In a case that was defended by the team at Gordon & Rees Scully Mansukhani, a District Court judge in Michigan has granted a motion to dismiss filed by defendants in a Fair Credit Reporting Act case, after they were accused of not updating that the accounts in question were no longer being disputed.
A copy of the ruling in the case of Young v. Portfolio Recovery Associates et al can be accessed by clicking here.
The plaintiff accused the defendants — three collection agencies — of not conducting proper investigations when they were notified by the credit reporting agencies that the accounts in question were no longer being disputed. The plaintiff had sent letters to the credit reporting agencies indicating that she was no longer disputing the tradelines in question.

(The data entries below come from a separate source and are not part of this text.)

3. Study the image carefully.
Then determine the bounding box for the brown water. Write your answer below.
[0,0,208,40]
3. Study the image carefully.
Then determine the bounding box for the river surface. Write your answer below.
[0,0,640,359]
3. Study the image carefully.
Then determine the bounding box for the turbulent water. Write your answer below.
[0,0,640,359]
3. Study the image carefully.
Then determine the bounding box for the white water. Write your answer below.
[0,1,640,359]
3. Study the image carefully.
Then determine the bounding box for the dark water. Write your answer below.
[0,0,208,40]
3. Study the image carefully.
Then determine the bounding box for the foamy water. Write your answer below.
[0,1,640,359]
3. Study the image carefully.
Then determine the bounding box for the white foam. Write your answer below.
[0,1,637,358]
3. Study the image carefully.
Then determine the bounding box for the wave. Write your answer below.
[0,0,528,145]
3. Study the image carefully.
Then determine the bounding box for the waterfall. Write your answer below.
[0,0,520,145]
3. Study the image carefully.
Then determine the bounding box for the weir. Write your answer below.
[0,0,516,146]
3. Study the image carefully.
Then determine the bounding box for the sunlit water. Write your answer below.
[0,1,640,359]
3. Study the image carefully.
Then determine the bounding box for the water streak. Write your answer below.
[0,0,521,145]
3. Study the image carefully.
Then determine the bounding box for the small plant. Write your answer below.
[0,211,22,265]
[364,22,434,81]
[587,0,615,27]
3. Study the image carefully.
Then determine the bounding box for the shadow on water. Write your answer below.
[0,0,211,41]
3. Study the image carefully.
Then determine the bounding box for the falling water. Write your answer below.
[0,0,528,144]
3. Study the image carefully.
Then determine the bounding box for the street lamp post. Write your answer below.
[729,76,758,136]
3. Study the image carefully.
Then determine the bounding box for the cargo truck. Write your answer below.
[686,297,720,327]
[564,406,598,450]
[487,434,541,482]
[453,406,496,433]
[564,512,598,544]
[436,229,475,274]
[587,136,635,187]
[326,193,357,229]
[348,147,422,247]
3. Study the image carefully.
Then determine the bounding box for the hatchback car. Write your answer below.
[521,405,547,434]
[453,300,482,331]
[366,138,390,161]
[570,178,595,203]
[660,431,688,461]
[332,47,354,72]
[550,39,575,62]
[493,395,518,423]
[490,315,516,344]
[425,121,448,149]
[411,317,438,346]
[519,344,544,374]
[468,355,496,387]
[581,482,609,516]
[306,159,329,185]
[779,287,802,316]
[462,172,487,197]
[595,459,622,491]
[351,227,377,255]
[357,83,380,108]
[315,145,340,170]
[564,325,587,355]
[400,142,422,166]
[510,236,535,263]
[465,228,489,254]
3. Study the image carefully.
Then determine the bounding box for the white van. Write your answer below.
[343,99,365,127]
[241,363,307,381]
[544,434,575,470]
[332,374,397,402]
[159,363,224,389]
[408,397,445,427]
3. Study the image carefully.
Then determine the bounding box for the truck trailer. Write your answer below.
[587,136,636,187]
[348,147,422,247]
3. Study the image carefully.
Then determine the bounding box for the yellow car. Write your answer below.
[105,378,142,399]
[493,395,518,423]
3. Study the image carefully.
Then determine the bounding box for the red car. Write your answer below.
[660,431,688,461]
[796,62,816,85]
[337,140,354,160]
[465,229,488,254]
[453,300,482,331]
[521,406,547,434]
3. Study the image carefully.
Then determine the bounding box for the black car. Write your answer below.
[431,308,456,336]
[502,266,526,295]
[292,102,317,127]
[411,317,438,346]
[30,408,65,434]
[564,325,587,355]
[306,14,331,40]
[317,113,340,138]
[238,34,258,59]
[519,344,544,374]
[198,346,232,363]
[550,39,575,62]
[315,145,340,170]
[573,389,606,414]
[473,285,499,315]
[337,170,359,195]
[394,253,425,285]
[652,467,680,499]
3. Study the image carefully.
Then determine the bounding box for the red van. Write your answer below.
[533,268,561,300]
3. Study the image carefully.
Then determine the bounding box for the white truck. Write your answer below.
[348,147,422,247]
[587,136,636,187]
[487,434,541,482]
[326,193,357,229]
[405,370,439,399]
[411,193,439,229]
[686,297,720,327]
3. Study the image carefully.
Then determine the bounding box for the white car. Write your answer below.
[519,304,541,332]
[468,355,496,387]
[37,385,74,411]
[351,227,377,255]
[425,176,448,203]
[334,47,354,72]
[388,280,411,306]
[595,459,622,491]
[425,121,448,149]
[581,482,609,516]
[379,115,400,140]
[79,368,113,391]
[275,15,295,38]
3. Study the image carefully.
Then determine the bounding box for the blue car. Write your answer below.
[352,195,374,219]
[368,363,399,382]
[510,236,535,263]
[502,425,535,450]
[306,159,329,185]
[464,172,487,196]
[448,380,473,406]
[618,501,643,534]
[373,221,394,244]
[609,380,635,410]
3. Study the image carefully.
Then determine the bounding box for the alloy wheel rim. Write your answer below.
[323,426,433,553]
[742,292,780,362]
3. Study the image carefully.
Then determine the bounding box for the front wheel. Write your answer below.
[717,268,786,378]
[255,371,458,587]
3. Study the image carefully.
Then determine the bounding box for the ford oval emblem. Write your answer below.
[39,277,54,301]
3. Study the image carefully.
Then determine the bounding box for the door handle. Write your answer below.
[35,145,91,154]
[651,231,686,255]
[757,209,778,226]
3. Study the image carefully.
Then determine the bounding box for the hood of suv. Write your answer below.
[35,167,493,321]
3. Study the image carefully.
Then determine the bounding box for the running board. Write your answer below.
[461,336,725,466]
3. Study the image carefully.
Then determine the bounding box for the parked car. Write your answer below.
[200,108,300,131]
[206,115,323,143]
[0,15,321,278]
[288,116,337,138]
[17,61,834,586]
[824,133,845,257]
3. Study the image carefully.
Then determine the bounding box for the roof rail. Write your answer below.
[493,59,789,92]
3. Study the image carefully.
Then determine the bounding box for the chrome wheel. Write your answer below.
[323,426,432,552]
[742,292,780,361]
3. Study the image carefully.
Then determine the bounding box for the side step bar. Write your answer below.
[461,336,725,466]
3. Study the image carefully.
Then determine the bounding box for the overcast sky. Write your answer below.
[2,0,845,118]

Ultimately, the plaintiff neither provided enough information in her amended complaint to support her allegations, nor did she provide enough legal support for her claim that a request to remove a dispute notification triggers a furnisher’s duties under Section 1682s-2(b) of the FCRA to conduct a reasonable investigation, ruled Judge Nancy G. Edmunds of the District Court for the Eastern District of Michigan. Another fact that proved fatal to the plaintiff’s claims was that she never attempted to contact the furnishers directly to discuss the removal of the dispute notifications, Judge Edmunds noted.
“Plaintiff’s amended complaint is a formulaic recitation of the elements of a cause of action, a cause of action that does not fit squarely with the few facts she does allege,” Judge Edmunds wrote. “The allegations themselves are contradictory to identifying an inaccuracy.”